1° Les mises en campagne
La posture
personnelle de la candidate du parti socialiste – parfois jugée excessive – ne
doit pas faire oublier d'une part l'exemplarité du débat de programme au sein
de ce parti – en pratique démocratique et en qualité du contenu – ni d'autre
part le score d'investiture par les militants. C'est ce score qui impose à
Ségolène Royal de jouer à fond l'avantage qu'ont vu en elle ses camarades : une
femme qui fera rupture parce qu'elle sera la première femme à présider la République française.
Elle peut aussi provoquer une mûe du parti socialiste en France si elle gagne :
un renouvellement du personnel gouvernemental, une nouvellevie à la base,
c'est-à-dire dans les sections elles-mêmes maîtresses des investitures aux
différentes élections.
Nicolas
Sarkozy, candidat de l'U.M.P., est en continuité totale sinon en mimétisme du
président sortant. C'est le culte du chef qu'a caractérisé son élection sans
compétiteur et que son défi au fondateur du parti, sans qu'il y ait de ce
dernier la moindre riposte alors que tous les moyens étaient et demeurent
encore aux mains de Jacques Chirac, a posé comme homme de force.
Une des
caractéristiques peu notées des campagnes présidentielles est qu'aucune n'a vu
celle d'un président sortant militer pour un dauphin ou pour un héritier. De
Gaulle félicita Georges Pompidou en 1969 mais se tint absent physiquement et
moralement de toute la campagne. Georges Pompidou mort ne pouvait préférer
Valéry Giscard d'Estaing à Jacques Chaban-Delmas mais avait favorisé le premier
et désavantagé le second. Valéry Giscard d'Estaing voulait se faire réélire et
n'ouvrait donc pas de succession. François Mitterrand ne chercha pas à choisir
à l'automne de 1994, ne poussa pas Jacques Delors, n'intronisa pas Lionel
Jospin, ne dit rien même qui eût été d'expérience pour départager les deux
Premiers ministres qu'il avait dû choisir dans la droite parlementaire.

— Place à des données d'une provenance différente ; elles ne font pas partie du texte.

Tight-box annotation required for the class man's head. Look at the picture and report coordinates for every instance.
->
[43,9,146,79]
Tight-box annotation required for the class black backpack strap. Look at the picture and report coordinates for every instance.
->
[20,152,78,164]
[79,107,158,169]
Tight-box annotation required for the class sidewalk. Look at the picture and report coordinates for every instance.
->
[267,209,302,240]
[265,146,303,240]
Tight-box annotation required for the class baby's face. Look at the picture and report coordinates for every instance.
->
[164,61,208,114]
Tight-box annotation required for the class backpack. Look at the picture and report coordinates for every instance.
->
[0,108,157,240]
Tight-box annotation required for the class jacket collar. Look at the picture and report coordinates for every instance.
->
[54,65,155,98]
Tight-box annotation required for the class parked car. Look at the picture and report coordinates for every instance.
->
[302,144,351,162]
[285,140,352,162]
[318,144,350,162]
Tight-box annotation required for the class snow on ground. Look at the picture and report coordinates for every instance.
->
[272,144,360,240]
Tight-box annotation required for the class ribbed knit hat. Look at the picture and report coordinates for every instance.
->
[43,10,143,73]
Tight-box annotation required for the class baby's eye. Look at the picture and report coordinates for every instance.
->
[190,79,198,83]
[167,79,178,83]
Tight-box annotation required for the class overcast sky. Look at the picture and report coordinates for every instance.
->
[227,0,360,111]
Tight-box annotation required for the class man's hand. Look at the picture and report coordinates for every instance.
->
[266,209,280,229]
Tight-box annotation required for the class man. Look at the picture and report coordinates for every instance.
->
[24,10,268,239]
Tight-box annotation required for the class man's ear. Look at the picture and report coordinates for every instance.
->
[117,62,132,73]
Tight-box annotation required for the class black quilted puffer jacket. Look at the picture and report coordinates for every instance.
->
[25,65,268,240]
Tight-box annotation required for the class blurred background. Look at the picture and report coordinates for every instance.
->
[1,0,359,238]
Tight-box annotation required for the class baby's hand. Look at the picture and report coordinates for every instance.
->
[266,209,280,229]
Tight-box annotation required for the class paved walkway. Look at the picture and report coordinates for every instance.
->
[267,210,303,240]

Jacques
Chirac a toléré tous les défis de Nicolas Sarkozy, ce qui le regarde, sauf
l'actuel : l'utilisation de la panoplie du ministre de l'Intérieur par un
candidat.
La majorité
sortante a déjà expliqué – en 1997 – qu'en se maintenant à l'Elysée malgré le
désaveu d'une dissolution par les électeurs ne reconduisant pas cette majorité,
Jacques Chirac s'inscrivait dans les précédents créés par François Mitterrand :
c'est omettre, ce qui est décisif, que le Président d'alors ne se maintenait
pas après une dissolution manquée mais à la suite du renouvellement à la date
constitutionnelle de l'Assemblée nationale. Les soutiens de Nicolas Sarkozy
pour justifier son incrustation place Beauvau invoquent que Jacques Chirac,
Edouard Balladur ne quittèrent pas Matignon pour faire campagne, ni Valéry
Giscard d'Estaing la rue de Rivoli en 1974. Sans doute, mais aucun n'avait
directement à sa main les services de renseignement et de documentation. Les
précédents des Premiers ministres ne valent qu'en terme d'image à maintenir
intacte en évitant qu'un successeur de quelques semaines ne les éclipsent : le
subit engouement pour une candidature d'Alain Poher, président du Sénat,
président par intérim en 1969,
a montré qu'une telle apparition sur la scène peut
bouleverser les chances des candidatures davantage prévues.
L'étonnant de
la campagne actuelle est que se présentent finalement, en dehors des deux
champions – nouveaux – que se sont donnés les deux principaux partis, exactement les mêmes autres candidats qu'en
2002 : Jean-Marie Le Pen naturellement, mais aussi Arlette Laguiller,
Olivier Besancenot, Philippe de Villiers, François Bayrou, Dominique Voynet
réintégrant même son rôle de 1995, et si, en place de Robert Hue, il y a
Marie-George Buffet, la stratégie communiste est la même. La candidature de
José Bové consacre l'échec d'une constellation « altermondialiste et
anti-libérale » : une candidature unique sur ce thème manquera, elle seule
aurait pesé en thèmes et en voix.
La mise en
évidence du « troisième homme » - Jean-Pierre Chevènement en 2002,
François Bayrou à ce stade de la campagne – fait bon marché du comportement
habituel des Français : s'exprimer au premier tour, choisir en éliminant au
second tour. Le premier tour ne constitue pas l'opinion, il la reflète dans sa
diversité. Rétrospectivement, le premier tour de 2002 suprenait parce qu'il
était un désaveu du détenteur sortant du pouvoir : le Premier ministre, Lionel
Jospin, et les candidatures ne manquaient pas pour l'exprimer. François Bayrou
et Jean-Pierre Chevènement, seuls, cherchaient à exprimer une alternative :
additionnées leurs voix d'alors sont de même nombre que celles dont on crédite
aujourd'hui François Bayrou. Cette alternative consiste surtout à prôner un
appel à la participation de l'opposition au gouvernement que nommerait l'élu,
tant les problèmes supposent pour être traitées au fond, un consensus que plus
personne ne parvient à constituer : Raymond Barre y appelle, sans évoquer aucun
candidat pour autant ; il y avait sans doute poussé en 1988, ce que refusa la
droite généralement moins bonne perdante que la gauche. Il avait lui-même été
ce « troisième homme » qu'après lui sera Edouard Balladur et qu'avant
lui avait été Valéry Giscard d'Estaing, seul à avoir gagné contre deux
appareils dominant ce qui après de Gaulle devint le clivage droite/gauche.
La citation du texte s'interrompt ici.